Em nota divulgada nesta sexta-feira (11), o ministério dá o mesmo prazo para que as outras duas empresas que disputam a concorrência – a norte-americana Boeing, com o modeloF-18, e a sueca SAAB, com o Gripen NG – façam propostas que se equiparem à que vier ser feita pela Dassault.
No comunicado, o Ministério da Defesa diz que “decisão política do presidente da República de ampliar a sua aliança estratégica com a França” terá de passar pelas propostas das empresas.

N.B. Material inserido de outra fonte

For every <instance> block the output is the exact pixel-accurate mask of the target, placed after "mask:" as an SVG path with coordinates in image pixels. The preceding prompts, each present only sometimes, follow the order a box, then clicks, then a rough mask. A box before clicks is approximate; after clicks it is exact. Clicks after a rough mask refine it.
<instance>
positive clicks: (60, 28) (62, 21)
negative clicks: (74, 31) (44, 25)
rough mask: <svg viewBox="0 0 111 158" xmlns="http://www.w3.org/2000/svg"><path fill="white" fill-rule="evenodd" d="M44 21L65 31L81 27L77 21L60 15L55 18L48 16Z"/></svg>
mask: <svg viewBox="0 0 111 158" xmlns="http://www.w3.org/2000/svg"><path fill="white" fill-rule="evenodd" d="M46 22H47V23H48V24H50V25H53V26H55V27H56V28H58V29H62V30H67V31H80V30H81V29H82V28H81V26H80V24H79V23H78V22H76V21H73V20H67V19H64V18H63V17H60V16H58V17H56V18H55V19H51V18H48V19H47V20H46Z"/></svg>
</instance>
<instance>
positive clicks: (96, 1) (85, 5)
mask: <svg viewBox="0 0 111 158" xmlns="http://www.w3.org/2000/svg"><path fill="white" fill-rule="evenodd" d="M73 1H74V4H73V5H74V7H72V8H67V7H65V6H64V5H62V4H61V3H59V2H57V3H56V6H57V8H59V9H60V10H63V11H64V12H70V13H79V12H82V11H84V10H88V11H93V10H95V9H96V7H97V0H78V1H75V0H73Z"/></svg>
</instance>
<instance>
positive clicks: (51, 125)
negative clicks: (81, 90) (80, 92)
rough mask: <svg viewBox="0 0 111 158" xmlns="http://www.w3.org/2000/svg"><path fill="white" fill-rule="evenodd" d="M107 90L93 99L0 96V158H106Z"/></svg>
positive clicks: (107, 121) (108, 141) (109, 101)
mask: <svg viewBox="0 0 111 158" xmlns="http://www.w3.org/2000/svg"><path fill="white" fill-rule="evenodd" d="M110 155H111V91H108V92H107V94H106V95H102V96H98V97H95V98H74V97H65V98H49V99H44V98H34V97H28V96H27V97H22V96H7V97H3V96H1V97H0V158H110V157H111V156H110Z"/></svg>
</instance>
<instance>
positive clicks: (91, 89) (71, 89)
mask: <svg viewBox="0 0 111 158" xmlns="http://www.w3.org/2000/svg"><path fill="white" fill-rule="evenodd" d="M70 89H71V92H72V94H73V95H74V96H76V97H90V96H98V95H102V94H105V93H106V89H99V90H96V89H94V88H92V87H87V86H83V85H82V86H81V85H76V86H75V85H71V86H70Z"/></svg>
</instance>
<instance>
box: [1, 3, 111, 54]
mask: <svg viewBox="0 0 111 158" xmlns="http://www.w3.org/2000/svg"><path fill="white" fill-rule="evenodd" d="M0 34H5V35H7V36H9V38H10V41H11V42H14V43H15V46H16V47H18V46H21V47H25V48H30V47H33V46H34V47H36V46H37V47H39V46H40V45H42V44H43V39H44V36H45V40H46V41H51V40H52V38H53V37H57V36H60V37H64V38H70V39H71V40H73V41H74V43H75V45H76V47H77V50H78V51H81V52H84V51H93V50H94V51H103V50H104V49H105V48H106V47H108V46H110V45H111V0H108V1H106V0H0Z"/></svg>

“Agora, têm que ser avaliadas as propostas. Os compromissos que o presidente Sarkozy fez terão que se transformar em ofertas da própria Dassault”, disse o ministro da Defesa, Nelson Jobim, segundo a nota. “Para que essa decisão política possa ser executada, vai depender da Dassault e também das outras, porque aí você precisa ter comparativo”, disse o ministro.
A expectativa é que a FAB conclua a análise técnica das propostas até o fim de outubro. A partir daí, as informações devem ser encaminhadas ao ministro Nelson Jobim, que as repassará ao presidente Lula.
Na segunda-feira (7), Lula e Sarkozy emitiram comunicado conjunto em que revelavam a abertura de negociação para a compra pelo governo brasileiro de 36 caças Rafale e pelo lado francês de 10 aviões de transporte KC-390, projeto em desenvolvimento pela Embraer. Na terça-feira (8), no entanto, o Ministério da Defesa emitiu nota afirmando que a concorrência internacional para compra dos aviões de combate continuava aberta.
As declarações de Lula de que as negociação com a França estavam avançadas provocou uma reação da Boeing, que passou a oferecer a transferência de tecnologia e a construção de suas aeronaves no Brasil – promessas feitas por Sarkozy.
Em Pernambuco, onde participa de uma série de inaugurações, o presidente Lula afirmou nesta sexta-feira que a decisão sobre a compra dos caças é dele. “A FAB tem o conhecimento tecnológico para fazer a avaliação e vai fazer. Agora, a decisão política e estratégica [sobre a compra] é do presidente da República e de ninguém mais”, disse.
Lula declarou ainda que a única proposta concreta que recebeu até agora foi da França. “É importante que os fornecedores estejam oferecendo cada vez mais possibilidades. Mas uma coisa está clara. Queremos transferência de tecnologia e queremos construir esses aviões no Brasil. O presidente Sarkozy, até agora, foi o único presidente que disse textualmente que quer transferir tecnologia e fazer o avião aqui”, disse Lula. “Isso é a única coisa concreta que eu tenho. Se alguém quiser ofertar mais, que oferte. Negociação é assim”, concluiu.